Next Three Days
Oscar-winning mathematicians aside, Russell Crowe is predominantly
cast on screen in alpha male, macho roles. Robin Hood, Gladiator,
American Gangster, LA Confidential’s prickly Bud White and Romper
Stomper’s seething skinhead. But, as he has winningly done before, he
plays against type in Paul Haggis’ superb thriller The Next Three Days.
Crowe is John Brennan, a middle class, suburban school teacher pushed to the limits when his wife Laura, (Banks)

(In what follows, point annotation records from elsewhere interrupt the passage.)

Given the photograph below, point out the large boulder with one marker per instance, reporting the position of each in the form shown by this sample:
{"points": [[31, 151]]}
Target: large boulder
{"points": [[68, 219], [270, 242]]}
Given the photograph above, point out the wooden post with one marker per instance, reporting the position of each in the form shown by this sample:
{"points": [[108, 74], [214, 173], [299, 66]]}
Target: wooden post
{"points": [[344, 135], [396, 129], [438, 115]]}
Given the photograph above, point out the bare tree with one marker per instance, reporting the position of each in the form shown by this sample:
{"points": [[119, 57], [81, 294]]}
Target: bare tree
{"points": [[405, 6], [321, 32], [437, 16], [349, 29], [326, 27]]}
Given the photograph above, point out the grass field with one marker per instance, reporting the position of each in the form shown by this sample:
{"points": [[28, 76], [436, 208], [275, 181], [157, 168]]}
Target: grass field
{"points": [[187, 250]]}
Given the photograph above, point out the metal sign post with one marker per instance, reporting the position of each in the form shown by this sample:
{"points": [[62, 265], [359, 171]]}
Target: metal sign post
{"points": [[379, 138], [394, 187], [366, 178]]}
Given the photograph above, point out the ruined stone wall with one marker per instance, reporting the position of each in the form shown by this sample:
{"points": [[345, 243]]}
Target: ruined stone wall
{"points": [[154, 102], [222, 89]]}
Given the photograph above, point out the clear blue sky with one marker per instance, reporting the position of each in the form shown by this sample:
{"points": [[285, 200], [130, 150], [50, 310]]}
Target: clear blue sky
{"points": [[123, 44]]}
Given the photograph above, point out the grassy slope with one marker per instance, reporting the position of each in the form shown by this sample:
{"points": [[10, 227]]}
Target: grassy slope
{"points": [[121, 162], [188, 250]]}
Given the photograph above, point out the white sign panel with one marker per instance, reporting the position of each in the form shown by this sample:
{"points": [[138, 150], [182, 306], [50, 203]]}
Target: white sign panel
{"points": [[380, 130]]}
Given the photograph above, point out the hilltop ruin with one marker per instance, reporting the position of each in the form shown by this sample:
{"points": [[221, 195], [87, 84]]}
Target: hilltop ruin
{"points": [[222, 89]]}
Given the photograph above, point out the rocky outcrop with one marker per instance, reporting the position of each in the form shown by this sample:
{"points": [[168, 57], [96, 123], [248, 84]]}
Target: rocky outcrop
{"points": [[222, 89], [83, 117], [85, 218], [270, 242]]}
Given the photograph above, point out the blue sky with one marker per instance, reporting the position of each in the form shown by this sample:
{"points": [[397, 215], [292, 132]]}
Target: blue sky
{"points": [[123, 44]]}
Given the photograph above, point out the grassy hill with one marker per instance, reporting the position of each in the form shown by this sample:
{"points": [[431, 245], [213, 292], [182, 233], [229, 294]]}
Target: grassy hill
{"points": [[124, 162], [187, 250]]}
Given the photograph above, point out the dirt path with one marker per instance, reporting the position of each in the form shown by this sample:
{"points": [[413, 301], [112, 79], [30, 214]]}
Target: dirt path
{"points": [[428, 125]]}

is sentenced to 20 years in jail for the murder of her boss. Forced to
raise their son on his own, he begins a fight to prove his wife’s
innocence, spending mountains of money on appeals that don’t work until
he is advised by his lawyer and friend to ‘look at the evidence.’ The
evidence points to her guilt but John refuses to believe this and sets
about putting together a plan to break her out of the prison, and life,
she has been injustly cast into.
As a thriller, The Next Three Days is excellent, as John
concocts his plan to free his incarcerated wife. Learning how to make
‘bump keys’ via tutorials on YouTube, and patrolling the streets and
bars of downtown Pittsburgh trying to buy a fake passport, he is a man
forced to take actions he would not ordinarily conceive, thrust into a
world of violence and criminality he has only witnessed before through
TV news. Mugged in his attempts to obtain fraudulent paper work – his
naivety seized upon by petty thieves – he opts to buy a gun from a store
only to ask the clerk, “right, now show me where the bullets go.”
Lecturing his class on the nature of reality, that it is but the life
that we build for ourselves, his goal is to construct one for him and
his family that is not shackled by bars, four walls and 24/7 lockdown,
and at any cost. It is a role in which Crowe excels; wounded, frightened
yet driven and unwavering in his determination, he plays John as a man
who has been forced into actions he would normally condemn, forcing him
to re-evaluate the justifications for them and for the behaviour he
undertakes.
Not as much an ‘issue’ pic as Haggis’ Oscar wining race drama Crash, The Next Three Days is not just a routine thriller either
though, far from it, and casts its eyes over the judicial system from
its just intent, through its manipulation, misappropriation and
metamorphosis under the pressures of a media-driven and opportunistic
society. It asks to what lengths we ourselves would go to, and should go
to, if put in the same situation, and is a better, more powerful and more affecting film because
of it. Opening with a spicy dinner table scene as John and Laura
discuss gender politics in the work place with another couple, whether a
man or woman works better under a boss of the same gender, the extent
to which a skirt length can be used to further someone’s career or
undermine their integrity. The film is shot through too with post 9/11
resonance as John is told, by a dishevelled and infamous frequent prison
escapee Damon, played by Liam Neeson in an extended cameo, that since
the attack on the World Trade Centre, Homeland Security can lock down a
major city in 15 minutes, Washington DC itself in ten, making escape
once the alarm has been raised a time sensitive issue indeed.
With excellent performances, from Crowe and Banks especially,
The Next Three Days is an intelligent thriller, and Haggis’ decision to
keep the audience in the dark as to Laura’s innocence or guilt until its
latter stages, merely enhances the questions that it poses, and raises
it above the likes of last year’s similarly themed yet decidedly
trashier Law Abiding Citizen. It’s the kind of film Hollywood
used to make before its current preoccupation with sequels and
superheroes – it should perhaps come as little surprise then that it is
in fact an adaptation of the 2007 French film Pour Elle – and is the sort of film you can help but wish they would make more often.